Malaysia Micro Enterprises Academy chief executive officer Abd Azharee Abdul Wahid also stated earlier that the move is expected to encourage entrepreneurs to become more competitive in advancing their businesses and allow them to focus on developing their businesses, products and services.

He said that entrepreneurs can also improve in areas such as marketing, expanding their networks, and exploring opportunities at the local and international levels.

“It is giving us room to breathe because in this challenging economic situation, we have the opportunity to restructure our strategies, especially in 2026,” he said.

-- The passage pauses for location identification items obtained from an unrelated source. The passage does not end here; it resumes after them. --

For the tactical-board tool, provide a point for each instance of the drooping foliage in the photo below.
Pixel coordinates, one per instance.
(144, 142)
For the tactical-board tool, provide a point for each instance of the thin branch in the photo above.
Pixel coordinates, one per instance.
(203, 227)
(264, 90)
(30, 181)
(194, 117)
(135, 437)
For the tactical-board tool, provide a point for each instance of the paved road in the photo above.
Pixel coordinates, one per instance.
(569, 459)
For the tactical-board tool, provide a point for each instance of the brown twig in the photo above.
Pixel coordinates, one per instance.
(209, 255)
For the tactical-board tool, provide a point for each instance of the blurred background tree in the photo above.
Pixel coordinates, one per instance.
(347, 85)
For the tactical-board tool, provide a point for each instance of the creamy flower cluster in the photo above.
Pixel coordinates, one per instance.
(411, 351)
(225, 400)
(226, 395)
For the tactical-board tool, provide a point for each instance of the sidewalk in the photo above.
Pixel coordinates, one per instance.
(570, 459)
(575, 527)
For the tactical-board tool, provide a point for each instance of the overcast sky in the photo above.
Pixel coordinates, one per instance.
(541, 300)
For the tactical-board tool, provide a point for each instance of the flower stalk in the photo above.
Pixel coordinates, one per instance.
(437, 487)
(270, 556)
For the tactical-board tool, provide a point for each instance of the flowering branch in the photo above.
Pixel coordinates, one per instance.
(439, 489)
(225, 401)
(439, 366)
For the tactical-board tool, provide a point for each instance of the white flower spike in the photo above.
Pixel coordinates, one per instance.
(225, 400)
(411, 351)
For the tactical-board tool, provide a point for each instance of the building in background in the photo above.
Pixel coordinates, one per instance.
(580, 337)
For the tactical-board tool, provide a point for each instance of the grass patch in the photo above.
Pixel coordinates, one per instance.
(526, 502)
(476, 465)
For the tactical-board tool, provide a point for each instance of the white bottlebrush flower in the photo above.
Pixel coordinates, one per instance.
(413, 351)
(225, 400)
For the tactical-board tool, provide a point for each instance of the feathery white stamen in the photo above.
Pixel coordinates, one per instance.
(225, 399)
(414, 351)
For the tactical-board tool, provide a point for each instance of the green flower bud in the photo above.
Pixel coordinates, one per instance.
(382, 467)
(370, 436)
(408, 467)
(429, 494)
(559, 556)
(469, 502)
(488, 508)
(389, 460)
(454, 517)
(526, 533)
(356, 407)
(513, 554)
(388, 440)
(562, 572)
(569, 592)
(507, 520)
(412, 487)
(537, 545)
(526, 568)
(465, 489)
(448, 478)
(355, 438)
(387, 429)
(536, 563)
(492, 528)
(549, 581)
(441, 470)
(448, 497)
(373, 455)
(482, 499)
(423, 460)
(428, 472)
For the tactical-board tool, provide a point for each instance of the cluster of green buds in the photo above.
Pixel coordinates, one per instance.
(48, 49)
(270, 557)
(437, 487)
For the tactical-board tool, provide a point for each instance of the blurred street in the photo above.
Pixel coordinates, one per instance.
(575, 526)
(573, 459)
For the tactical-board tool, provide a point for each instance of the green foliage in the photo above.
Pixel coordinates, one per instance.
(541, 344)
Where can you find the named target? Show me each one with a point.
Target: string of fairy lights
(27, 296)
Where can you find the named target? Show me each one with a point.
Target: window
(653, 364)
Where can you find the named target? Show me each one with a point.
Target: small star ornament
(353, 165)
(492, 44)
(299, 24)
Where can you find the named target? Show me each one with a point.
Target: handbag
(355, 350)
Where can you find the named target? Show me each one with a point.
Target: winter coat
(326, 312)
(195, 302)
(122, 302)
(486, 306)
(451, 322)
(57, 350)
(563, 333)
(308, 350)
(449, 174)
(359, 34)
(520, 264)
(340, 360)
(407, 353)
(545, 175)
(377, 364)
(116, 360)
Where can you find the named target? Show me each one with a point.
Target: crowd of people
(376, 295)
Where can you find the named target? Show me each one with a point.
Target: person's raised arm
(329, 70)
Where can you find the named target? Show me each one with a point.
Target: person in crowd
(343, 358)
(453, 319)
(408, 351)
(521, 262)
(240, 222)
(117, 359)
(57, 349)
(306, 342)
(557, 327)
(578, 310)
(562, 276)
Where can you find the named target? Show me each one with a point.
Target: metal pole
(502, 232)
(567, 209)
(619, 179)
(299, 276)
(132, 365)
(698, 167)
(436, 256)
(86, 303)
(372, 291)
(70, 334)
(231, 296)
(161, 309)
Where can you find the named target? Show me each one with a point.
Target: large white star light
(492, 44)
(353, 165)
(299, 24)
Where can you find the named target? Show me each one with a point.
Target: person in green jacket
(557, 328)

Meanwhile, the president of the Small and Medium Enterprises Association Malaysia, Datuk William Ng, has previously said that the phased approach would ultimately benefit SMEs by creating room for reinvestment and expansion once the system is fully embedded.

He said the association also does not support calls to exempt or further postpone e-invoicing for SMEs, stressing that delays would not necessarily improve readiness.

Ng said that simply postponing the implementation for six months, a year, or even two years will not make businesses ready.

Anwar previously said e-invoicing would be implemented comprehensively in 2026, alongside the self-assessment system for stamp duty, to further strengthen tax compliance, while tax refunds would also be expedited.

Expressing optimism about the IRB’s performance, the Prime Minister previously noted that the introduction of new systems, such as e-invoicing, has improved efficiency and discipline, thereby contributing to stronger revenue collection.

Tax collections in 2026 are projected to rise, with direct taxes estimated at RM187.4 billion and indirect taxes at RM83 billion, supported by targeted measures, sustained domestic demand and the gradual maturation of the e-invoicing system.